Он покосился в сторону Дзюбы-младшего. Тот лежал неподалеку от костра и глядел на серое, под стать небу, озеро. Погода так и не разгулялась. Еще с рассветом небо затянули тучи, низкие, тяжелые, с набрякшими днищами, из которых того гляди посыплет нудная невесомая морось.
Словно почувствовав на себе взгляд, Леонид полуобернулся к Андронову и мечтательно протянул:
– Жизнь в городе вольготная!..
– Это как смотреть… – Андронову вспомнились слова учительницы Леонида: «Но любви к знаниям, к труду у него не было. И нет», и добавил: – Вы любили отца?
– Гм… Люби, не люби… Куда денешься – отец.
– Вы когда вернулись в Спас после охоты здесь?
– Десятого.
– Ваш отец, говорят, скопидомом был?…
– Как гроши наживаются, я знаю. Теперь тратить поучусь…
Леонид поднялся и пошел вдоль берега озера. Ветер дул ему в спину и уродливо косматил волосы на его голове.
До слуха Андронова доносилось быстрое и злое хлюпанье маленьких торопливых волн.
Участковый вскочил на ноги так быстро, что Кузьма не успел отстраниться, и оперенье стрелы мазнуло его по щеке. И, пожалуй, именно это прикосновение убедило его, что виденное им не сон. Самсон Иванович выдернул стрелу из предплечья, охнул и присел от боли.
– Достань бинт, Кузьма, – бросил он Свечину. – В котомке, в кармашке.
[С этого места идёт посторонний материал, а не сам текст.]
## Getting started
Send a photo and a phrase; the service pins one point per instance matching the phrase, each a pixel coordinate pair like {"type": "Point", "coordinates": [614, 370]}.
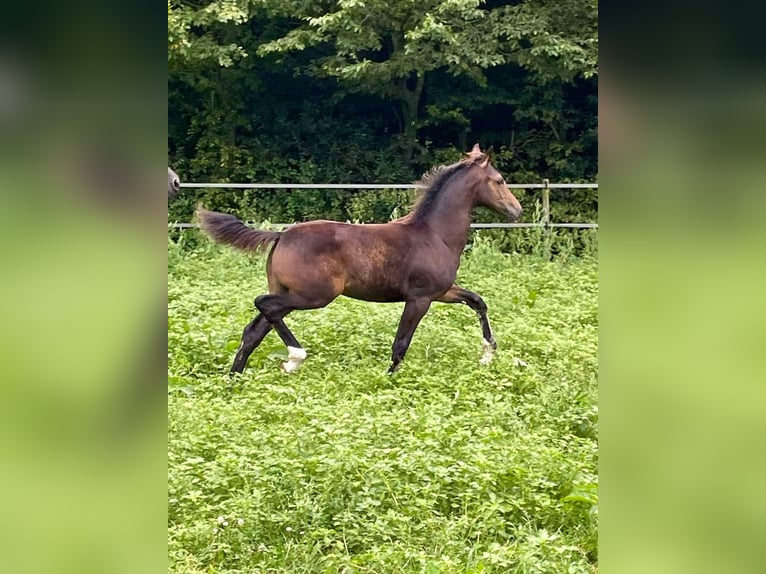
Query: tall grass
{"type": "Point", "coordinates": [446, 467]}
Кузьма подивился его ровному голосу, умению владеть собой. Пока Свечин непослушными пальцами рылся в рюкзаке, Самсон Иванович положил стрелу на землю и, зажав рану левой рукой, шагнул в кусты, откуда несколько мгновений назад раздался щелчок. Разрывая вощанку, в которую был обернут перевязочный пакет, Кузьма шагнул за участковым и остановился, увидев в кустах нечто похожее на средневековый арбалет.
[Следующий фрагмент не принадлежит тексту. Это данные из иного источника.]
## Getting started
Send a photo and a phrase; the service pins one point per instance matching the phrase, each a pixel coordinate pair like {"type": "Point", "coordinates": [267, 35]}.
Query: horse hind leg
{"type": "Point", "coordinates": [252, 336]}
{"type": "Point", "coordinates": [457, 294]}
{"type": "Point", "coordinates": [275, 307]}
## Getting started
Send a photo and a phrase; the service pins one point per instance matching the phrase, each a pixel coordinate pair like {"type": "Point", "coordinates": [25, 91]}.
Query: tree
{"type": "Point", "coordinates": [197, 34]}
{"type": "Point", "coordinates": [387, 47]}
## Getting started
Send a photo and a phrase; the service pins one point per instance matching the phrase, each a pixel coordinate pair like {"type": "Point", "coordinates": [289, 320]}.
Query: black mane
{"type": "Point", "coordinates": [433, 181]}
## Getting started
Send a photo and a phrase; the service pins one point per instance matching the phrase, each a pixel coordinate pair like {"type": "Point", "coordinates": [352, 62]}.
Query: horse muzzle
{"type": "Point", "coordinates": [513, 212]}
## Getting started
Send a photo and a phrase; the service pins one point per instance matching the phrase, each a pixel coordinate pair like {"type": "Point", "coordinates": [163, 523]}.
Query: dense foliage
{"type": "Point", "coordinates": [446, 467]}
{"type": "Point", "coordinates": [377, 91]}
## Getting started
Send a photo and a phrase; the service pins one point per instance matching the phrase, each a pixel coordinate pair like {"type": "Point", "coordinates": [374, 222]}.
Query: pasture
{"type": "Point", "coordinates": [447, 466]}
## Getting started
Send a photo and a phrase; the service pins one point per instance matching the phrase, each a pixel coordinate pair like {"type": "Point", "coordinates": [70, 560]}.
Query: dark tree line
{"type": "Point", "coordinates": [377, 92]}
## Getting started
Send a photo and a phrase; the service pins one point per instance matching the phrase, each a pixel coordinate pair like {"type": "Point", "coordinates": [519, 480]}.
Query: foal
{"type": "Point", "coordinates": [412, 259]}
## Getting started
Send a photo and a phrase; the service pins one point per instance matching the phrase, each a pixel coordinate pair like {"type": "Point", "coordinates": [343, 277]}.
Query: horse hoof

– Что за черт… – проговорил Самсон Иванович. Он был бледен, посеревшие губы нервно кривились.
– Кто? – спросил Кузьма, помогая снять китель и заворачивая рукав рубахи участкового. – Кто это сделал?
– Значит, точно вышли на след. Подожди… Что за черт…
Самсон Иванович рванулся, было в кусты, но Свечин удержал его.
– Дайте перевязать. Дело паршивое… Стрела. Наконечник наверняка ржавый. Вертолет срочно вызвать нужно.
– Места мы не нашли, где корень выкопан.
– Самсон Иванович…
– А вот ты ушел бы? А, Кузьма?
– Ржавый, старый наконечник. Заражение крови может быть.
– Ты мне не ответил.
– Я молодой. Обошлось бы.
– Э-э, да ты дипломат, – постарался рассмеяться Самсон Иванович. – Нет уж. Будем считать, что у нас сутки в запасе.
Участковый посмотрел на повязку: сквозь ватный тампон и бинт проступала кровь.
– На фронте не такие «пчелы» жалили. Обходилось. Ты думаешь, сталь снарядов стерильная? Только вот «визитная карточка» мне не нравится. Вон, Кузьма, подними. Под кустом нож валяется.
Нагнувшись, Кузьма увидел на земле финку в черных кожаных ножнах.
– «Шварцмессер»? – Кузьма быстро глянул на участкового.
– Он, – кивнул тот и, взяв оружие, стал пристально его разглядывать. – «Шварцмессер» Телегина, метеоролога. Только странно… Как эта штука здесь оказалась?
– Получается, Телегин здесь был.
– Получается-то получается… – неопределенно проговорил Самсон Иванович.
Последний раз Протопопов видел «шварцмессер» у Ивана Телегина два месяца назад, когда по пути в стойбище он ночевал в домике метеорологов. Участковый знал, что Телегин очень дорожил ножом – единственной памятью об отце.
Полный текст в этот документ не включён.